At the beginning of February 2026, representatives of the Czech company APRAM Aerospace participated in the MRO Middle East 2026 trade fair in Dubai.
OSTRAVA, CZECH REPUBLIC, March 23, 2026 /EINPresswire.com/ — At the beginning of February 2026, representatives of the Czech company APRAM Aerospace participated in the MRO Middle East 2026 trade fair in Dubai. Over two days, meetings took place with a number of major players in the global aftermarket – EgyptAir, Pioneer Aero Supply, A.J. Levin Company, GFA, CGI and Airborne CC. The common denominator of these meetings was the same thing that has been driving our work for the past five years: demand for certified parts for the A320 Family and Boeing 737 is growing across all non-sanctioned markets, while qualified supply is lagging behind.
The end of February brought a stubborn reminder that the Middle East is a geopolitically unstable region.
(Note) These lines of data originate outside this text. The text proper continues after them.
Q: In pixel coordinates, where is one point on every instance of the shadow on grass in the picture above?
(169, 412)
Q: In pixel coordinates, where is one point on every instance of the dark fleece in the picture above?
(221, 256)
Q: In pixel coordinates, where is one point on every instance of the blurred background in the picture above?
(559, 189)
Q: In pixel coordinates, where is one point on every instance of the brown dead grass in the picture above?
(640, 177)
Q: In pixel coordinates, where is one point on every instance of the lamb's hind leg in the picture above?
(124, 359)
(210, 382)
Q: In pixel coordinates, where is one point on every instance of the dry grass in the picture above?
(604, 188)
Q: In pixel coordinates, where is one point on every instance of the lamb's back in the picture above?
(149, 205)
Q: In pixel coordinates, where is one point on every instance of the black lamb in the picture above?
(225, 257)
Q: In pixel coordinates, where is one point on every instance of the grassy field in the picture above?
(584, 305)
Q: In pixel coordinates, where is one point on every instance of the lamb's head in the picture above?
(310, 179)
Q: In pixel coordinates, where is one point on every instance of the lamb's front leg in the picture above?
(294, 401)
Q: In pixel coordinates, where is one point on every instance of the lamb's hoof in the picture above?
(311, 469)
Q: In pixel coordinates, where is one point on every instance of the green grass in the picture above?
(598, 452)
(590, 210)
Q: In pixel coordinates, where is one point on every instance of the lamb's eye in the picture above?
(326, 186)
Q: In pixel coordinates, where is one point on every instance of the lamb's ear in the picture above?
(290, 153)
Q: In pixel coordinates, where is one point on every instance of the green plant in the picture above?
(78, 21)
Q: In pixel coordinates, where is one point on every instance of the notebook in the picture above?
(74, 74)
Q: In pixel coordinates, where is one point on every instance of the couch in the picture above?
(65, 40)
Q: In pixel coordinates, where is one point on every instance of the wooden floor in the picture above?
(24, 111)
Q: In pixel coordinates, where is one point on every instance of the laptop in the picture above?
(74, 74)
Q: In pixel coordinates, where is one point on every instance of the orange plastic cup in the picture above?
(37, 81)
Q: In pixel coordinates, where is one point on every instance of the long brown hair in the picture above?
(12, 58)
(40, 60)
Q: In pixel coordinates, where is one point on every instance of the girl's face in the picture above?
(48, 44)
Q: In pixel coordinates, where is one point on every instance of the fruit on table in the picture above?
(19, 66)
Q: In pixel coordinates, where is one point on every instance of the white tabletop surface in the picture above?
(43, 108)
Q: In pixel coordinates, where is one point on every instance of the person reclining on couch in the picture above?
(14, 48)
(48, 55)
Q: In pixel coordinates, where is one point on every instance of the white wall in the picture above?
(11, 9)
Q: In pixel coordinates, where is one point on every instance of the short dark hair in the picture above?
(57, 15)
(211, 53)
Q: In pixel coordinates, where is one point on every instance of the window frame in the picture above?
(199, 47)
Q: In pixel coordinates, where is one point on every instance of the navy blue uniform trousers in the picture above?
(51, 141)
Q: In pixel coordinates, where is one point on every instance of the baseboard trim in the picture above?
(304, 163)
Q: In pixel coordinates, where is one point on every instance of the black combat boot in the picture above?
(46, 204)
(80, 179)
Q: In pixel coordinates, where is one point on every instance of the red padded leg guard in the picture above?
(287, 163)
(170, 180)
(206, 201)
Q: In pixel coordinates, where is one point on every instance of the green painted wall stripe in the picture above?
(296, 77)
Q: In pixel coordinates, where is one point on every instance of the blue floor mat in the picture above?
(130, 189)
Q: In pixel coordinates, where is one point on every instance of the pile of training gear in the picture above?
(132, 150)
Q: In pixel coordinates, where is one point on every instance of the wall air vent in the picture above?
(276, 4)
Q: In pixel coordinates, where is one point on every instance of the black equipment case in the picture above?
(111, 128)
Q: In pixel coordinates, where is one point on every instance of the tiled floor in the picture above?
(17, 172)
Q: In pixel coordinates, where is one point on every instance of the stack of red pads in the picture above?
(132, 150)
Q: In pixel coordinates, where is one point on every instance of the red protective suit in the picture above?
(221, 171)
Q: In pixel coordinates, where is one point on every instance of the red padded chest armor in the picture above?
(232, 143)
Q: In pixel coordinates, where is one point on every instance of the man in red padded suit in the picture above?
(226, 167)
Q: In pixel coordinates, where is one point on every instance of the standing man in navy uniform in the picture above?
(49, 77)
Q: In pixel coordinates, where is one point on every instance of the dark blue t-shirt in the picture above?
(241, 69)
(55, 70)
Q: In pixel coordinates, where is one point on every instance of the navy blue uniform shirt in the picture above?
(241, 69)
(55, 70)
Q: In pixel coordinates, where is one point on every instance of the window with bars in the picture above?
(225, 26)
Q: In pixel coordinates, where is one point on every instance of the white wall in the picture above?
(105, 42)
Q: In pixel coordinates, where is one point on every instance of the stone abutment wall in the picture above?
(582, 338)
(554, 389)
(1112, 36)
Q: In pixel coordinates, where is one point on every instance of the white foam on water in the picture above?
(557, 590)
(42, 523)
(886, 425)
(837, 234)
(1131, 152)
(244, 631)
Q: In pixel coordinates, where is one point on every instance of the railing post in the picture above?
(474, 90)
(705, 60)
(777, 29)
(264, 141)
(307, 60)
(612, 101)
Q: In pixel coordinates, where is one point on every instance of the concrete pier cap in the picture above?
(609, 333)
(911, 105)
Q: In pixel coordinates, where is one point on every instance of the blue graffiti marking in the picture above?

Iranian attacks on the Emirates on 28 February affected, among other things, the immediate vicinity of Dubai International Airport. Airspace was closed, operations suspended.
And yet – or precisely because of that – our next stop is Tashkent. “Dubai confirmed to us that working with aircraft fleets is not about stocking a warehouse, but about being present where decisions are made. We are going to MRO Central Asia 2026 for that reason, because the region is exactly at the beginning of the path where the Middle East was ten years ago. This is the right moment for us,” explains APRAM Aerospace CEO Alena Čimečková.
Why Tashkent
MRO Central Asia 2026 differs from Dubai, according to the program and confirmed participants, in one fundamental aspect: it is not a trade fair where established players meet. It is a conference where contacts are acquired.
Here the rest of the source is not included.